Возникновение принципа композиции

Говоря о превращении системы модальной формульности в систему октавных звукорядов и о переходе от синтети­ческого понимания мелодии к пониманию аналитическо­му, мы умалчивали до сих пор о том, что этот процесс шел рука об руку с другим процессом — с возникновением и пер­выми шагами практики многоголосия. Первые упоминания об этой практике связаны с именем Скота Эриугены и с трак­татом Псевдо-Хукбальда «Учебник музыки», а это значит, что идея октавных звукорядов и идея многоголосия — обе они начали реализовываться практически одновременно. При бли­жайшем рассмотрении выясняется, что это не просто парал­лельно и одновременно существующие явления, но что они представляют собой фактически две стороны одной медали. По этому поводу Н.И.Ефимова пишет следующее: «Характер­ную особенность второй практике придает и то, что она ста­ла функционировать параллельно с практикой раннего много­голосия. Причем научная теория ладового осмысления хорала, сформулировавшая в средневековой модальной системе звукорядные конструкции каждого лада, его звуковой объем, еди­ничность финального тона, а также тона речитации, опреде­лившая, наконец, позицию полутонов, тоже оформлялась одно­временно с разработкой нормативов вертикальной организации звуковысотного пространства. Вспомним, к примеру, что пен-тахордная аналитическая схема Псевдо-Хукбальда из “Учеб­ника музыки” <...> которая в истории музыкального мышле­ния символизирует новую ступень осознания звуковысотных связей, вошла в музыкальную науку о монодии вместе с прак­тикой квинтового органума. А хукбальдовское понимание консонанса, изложенное им в трактате “О музыке”, вмеща­ло в себя горизонтальное и вертикальное его измерения. ...Не­вольно возникает вопрос, насколько точно известная нам тео­ретическая концепция, абстрагированная в звукорядную плос­кость, отражала уровень ладового сознания монодийной эпохи»6.

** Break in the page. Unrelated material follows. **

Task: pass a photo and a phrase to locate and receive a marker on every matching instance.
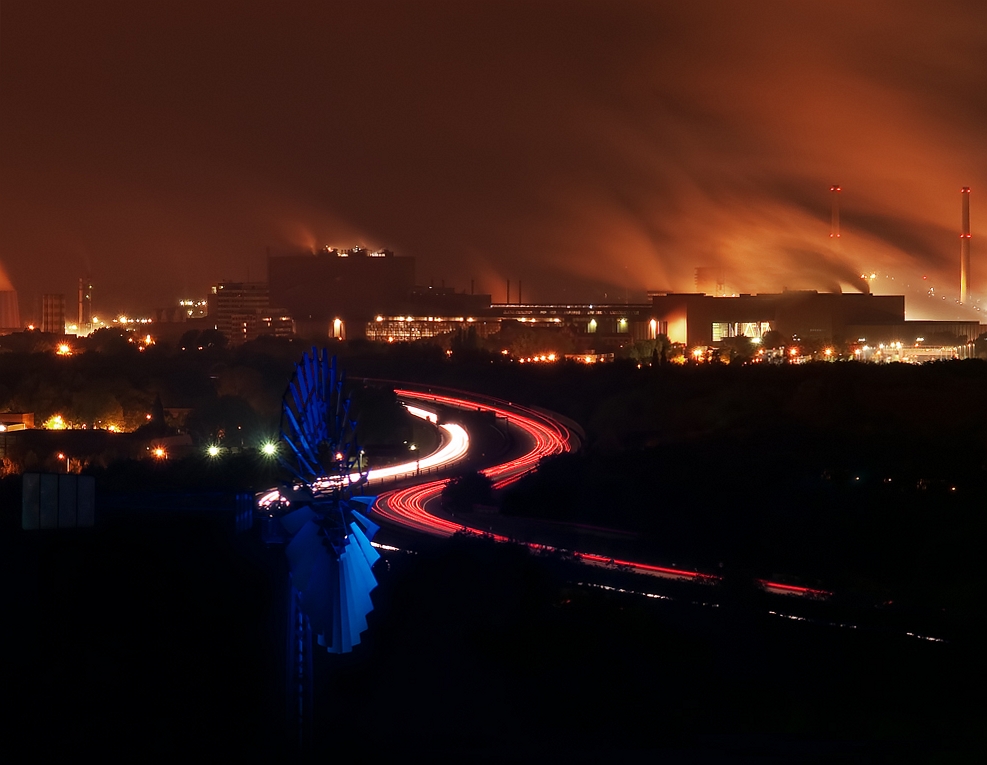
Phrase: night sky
(593, 150)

Ответ на поставленный вопрос напрашивается сам собой: известная нам теоретическая концепция Октоиха, абстрагиро­ванная в звукорядную плоскость, ни в коем случае не отражает уровень ладового сознания монодийной эпохи, но представля­ет собой порождение новой эпохи — эпохи многоголосия, а точнее говоря, эпохи контрапунктического многоголосия, или проще — эпохи контрапункта. И здесь мы подходим к пробле­ме различных оперативных пространств, ибо понятия монодии и контрапункта самым непосредственным образом связаны с этой проблемой. Когда мы говорим о системе модальной фор­мульности и о системе октавных звукорядов, то говорим о раз­личных видах звукового материала. Наличие различных видов звукового материала влечет за собой наличие различных про­странств, в которых эти виды звукового материала могли бы существовать и структурироваться сообразно своей природе. С другой стороны, именно пространства различной природы и различной метрики обеспечивают само существование различ­ных видов звукового материала. Таким образом, звуковой ма­териал и оперативное пространство представляют собой нера­сторжимое взаимообуславливающее единство, а это значит, что каждому виду звукового материала должно соответствовать свое оперативное пространство и каждому пространству соот­ветствует свой вид звукового материала. Ответ на вопрос, по­ставленный Н.И.Ефимовой, столь однозначно прост именно по­тому, что в нем речь идет о соответствии вида звукового мате­риала «своему» пространству. Система формульной модальности может существовать только в условиях монодического простран­ства, а система октавных звукорядов неразрывно связана с про­странством контрапункта. Вот почему становление системы ок­тавных звукорядов и процесс рационализации системы Окто­иха нельзя рассматривать в отрыве от становления нового, контрапунктического, пространства.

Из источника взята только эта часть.